Global greenhouse gas (GHG) emissions have increased, on average, by 1.1% per year, from 2012 to 2019, which is a markedly lower growth rate than those seen in the first decade of this century (2.6%, on average). In 2019, the increased in global greenhouse gas emissions was 1.1%, half the increase in 2018, reaching 52.4 gigatonnes in CO2 equivalent (GtCO2 eq), excluding land-use change. This is the only report that provides estimations of all recent global greenhouse gas emissions (not only CO2).
Growth of 1.1% in global greenhouse gas emissions in 2019
In 2019, the growth in global GHG emissions continued at a rate of 1.1%, reaching 52.4 GtCO2 eq. The increase in global GHG emissions was mainly due to a 0.9% increase in global fossil CO2 emissions in 2019, after a 2.4% increase in 2018. In 2019, global emissions of methane (CH4) and nitrous oxide (N2O) increased by 1.3% and 0.8%, respectively. The emissions of fluorinated gases (so-called F-gases) continued to grow by an estimated 3.8% in 2019. Non-CO2 emissions continued to grow at rates similar to those in 2017 and 2018.

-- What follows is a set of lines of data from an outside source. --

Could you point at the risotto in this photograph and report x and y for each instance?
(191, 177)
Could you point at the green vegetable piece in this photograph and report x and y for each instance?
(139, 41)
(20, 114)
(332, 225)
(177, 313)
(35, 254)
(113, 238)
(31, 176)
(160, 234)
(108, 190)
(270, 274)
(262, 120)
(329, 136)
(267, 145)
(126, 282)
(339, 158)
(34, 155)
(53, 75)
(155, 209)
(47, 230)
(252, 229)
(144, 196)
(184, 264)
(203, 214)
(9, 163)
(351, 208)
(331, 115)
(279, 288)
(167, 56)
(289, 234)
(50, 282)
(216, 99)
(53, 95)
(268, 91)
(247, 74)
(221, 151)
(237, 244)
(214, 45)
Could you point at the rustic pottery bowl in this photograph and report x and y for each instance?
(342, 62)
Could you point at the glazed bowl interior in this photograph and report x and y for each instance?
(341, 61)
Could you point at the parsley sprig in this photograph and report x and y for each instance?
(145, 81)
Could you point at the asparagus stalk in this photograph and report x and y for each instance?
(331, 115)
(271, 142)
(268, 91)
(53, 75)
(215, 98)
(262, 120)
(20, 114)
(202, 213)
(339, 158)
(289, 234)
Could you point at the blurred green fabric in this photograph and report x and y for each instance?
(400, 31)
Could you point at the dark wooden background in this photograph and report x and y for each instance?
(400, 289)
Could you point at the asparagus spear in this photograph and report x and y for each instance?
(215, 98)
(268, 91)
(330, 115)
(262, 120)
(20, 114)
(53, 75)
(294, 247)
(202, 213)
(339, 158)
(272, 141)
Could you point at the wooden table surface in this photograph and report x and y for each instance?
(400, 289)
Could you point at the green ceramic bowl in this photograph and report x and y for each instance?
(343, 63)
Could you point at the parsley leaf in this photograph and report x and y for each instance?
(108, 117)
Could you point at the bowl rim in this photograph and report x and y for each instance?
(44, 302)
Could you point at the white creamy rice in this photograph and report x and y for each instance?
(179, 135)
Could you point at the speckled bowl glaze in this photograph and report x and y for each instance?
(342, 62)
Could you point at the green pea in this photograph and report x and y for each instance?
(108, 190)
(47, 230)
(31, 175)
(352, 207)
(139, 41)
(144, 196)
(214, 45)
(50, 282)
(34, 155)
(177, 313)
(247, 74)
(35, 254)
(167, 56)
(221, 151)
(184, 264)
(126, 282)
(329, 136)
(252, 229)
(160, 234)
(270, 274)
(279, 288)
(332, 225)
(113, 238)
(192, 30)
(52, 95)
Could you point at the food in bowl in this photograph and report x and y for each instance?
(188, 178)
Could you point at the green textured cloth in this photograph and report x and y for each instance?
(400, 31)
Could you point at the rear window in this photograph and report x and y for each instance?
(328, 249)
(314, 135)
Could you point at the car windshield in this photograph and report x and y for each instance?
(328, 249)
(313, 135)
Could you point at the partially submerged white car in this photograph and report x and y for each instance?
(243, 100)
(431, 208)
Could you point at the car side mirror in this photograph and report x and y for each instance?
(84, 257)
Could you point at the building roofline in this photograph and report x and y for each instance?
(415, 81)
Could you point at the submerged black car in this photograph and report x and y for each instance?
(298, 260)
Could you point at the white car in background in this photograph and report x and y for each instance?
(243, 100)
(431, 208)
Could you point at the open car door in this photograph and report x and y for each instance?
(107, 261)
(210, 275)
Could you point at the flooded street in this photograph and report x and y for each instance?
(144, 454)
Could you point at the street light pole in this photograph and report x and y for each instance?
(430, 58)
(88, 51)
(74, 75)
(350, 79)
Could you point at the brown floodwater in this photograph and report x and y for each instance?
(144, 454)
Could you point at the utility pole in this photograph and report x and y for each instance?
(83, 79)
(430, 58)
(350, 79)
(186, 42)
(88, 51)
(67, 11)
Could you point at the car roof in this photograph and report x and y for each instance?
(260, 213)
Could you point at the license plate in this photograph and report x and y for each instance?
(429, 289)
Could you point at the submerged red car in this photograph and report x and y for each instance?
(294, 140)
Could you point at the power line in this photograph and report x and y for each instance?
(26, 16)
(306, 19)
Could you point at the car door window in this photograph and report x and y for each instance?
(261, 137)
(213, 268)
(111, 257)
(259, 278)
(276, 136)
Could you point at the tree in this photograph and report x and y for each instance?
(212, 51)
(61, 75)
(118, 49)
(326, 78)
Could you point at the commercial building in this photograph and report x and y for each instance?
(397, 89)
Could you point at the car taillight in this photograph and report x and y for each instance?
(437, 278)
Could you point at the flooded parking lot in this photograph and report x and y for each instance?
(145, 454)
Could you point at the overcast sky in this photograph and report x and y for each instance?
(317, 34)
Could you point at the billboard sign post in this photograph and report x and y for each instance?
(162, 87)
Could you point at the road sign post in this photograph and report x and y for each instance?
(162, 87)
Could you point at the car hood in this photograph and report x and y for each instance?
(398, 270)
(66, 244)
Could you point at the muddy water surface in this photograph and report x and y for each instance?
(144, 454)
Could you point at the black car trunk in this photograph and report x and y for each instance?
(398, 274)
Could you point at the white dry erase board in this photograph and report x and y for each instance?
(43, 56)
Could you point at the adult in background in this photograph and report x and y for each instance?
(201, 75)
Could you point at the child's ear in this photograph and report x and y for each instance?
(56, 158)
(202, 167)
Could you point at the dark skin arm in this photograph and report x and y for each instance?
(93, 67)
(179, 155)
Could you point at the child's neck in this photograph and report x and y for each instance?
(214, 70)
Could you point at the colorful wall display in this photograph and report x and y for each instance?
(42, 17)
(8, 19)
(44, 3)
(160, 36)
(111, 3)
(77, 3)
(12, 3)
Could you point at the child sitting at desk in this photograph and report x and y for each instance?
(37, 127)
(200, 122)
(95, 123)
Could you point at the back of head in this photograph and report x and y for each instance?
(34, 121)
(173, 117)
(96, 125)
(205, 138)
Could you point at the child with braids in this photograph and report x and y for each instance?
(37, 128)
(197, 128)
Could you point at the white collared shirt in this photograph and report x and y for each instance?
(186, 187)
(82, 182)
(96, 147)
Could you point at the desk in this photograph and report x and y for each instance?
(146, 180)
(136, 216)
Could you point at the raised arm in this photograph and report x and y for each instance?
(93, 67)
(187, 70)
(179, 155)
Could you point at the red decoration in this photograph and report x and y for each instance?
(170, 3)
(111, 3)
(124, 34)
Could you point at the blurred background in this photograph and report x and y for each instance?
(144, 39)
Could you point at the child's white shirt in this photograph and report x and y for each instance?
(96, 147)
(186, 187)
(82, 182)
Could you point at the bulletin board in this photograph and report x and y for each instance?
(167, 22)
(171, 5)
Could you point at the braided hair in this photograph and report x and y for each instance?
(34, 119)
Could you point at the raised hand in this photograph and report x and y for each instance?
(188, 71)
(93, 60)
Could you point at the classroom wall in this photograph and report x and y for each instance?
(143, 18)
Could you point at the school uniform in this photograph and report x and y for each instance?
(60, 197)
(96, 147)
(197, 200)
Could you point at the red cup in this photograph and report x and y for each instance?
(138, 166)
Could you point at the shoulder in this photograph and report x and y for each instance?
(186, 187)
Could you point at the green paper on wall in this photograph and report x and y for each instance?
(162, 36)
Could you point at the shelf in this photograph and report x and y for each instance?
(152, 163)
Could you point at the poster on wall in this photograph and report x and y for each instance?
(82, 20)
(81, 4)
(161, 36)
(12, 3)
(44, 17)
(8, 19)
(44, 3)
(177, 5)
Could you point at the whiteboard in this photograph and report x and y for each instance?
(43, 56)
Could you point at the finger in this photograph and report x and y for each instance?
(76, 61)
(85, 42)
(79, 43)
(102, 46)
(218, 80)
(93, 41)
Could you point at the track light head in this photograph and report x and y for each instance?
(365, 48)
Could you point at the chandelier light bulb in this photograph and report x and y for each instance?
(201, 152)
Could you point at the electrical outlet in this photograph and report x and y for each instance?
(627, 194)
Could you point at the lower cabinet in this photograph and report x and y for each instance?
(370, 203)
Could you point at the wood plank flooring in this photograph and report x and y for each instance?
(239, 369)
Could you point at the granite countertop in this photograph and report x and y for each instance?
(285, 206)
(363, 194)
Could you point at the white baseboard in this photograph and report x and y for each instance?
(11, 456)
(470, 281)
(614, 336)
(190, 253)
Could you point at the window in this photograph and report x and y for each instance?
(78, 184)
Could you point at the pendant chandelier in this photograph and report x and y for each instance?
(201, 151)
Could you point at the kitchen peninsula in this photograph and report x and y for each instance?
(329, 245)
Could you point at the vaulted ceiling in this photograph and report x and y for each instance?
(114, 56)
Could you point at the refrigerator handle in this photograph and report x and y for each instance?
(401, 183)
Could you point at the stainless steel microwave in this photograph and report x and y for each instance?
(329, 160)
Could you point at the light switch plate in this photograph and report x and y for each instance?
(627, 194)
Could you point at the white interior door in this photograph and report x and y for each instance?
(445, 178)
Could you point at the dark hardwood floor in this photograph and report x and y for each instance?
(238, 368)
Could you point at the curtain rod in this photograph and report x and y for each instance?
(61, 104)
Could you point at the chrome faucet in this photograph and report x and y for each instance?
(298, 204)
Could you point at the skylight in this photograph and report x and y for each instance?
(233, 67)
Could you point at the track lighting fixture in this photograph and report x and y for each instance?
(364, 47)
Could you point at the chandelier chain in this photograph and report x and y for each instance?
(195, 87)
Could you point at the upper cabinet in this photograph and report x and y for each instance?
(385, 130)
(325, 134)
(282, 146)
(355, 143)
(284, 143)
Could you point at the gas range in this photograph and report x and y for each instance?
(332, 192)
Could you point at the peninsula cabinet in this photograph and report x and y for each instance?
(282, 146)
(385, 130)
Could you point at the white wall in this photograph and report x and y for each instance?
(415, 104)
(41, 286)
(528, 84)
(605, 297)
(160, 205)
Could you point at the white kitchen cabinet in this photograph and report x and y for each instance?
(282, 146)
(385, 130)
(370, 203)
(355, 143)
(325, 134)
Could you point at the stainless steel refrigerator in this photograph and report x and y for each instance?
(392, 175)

With about 73% in fossil CO2 and 19% in methane, these emissions form the lion’s share of global greenhouse gas emissions (excluding those from land-use change), leaving the other greenhouse gas shares of 5% in N2O and 3% in F-gases.
Greenhouse gas emissions in 2019 were about 59% higher than in 1990 and 44% higher than in 2000. The 2019 global greenhouse gas emissions amounted to 57.4 GtCO2 eq when including the — very uncertain — emissions from land-use change (estimated at 5.0 GtCO2 eq).
Emissions increased in 2019 in the three largest emitting countries and decreased in the EU, United States and Japan
The six largest emitters of greenhouse gases, together accounting for 62%, globally, are China (27%), the United States (13%), the European Union (EU-28) (8%), India (7%), the Russian Federation (5%) and Japan (3%). In 2019, a decrease in emissions was shown (in order of largest absolute change) in the European Union (-3.0%), the United States (-1.7%) and Japan (-1.2%), whereas emissions increased in China (+3.1%), India (+1.4%) and the Russian Federation (+0.9%).
The emissions were calculated based on the EDGAR database version v5.0 for 1970–2015; for CO2 from the use of fossil fuel and carbonates, they were mainly based on IEA energy statistics, and for other gases, we used several international statistics, including the FAO agricultural statistics. A fast-track method was applied to estimate the 2016–2019 trend, mainly using international activity statistics from various sources.
For CH4, N2O and the F-gases, the report uses the Global Warming Potential (GWP) metric from the Fourth Assessment Report (AR4) of the IPCC (2007) with a the time horizon of 100 years. In the AR4 the GWPs of CH4 and N2O are 25 and 298, respectively.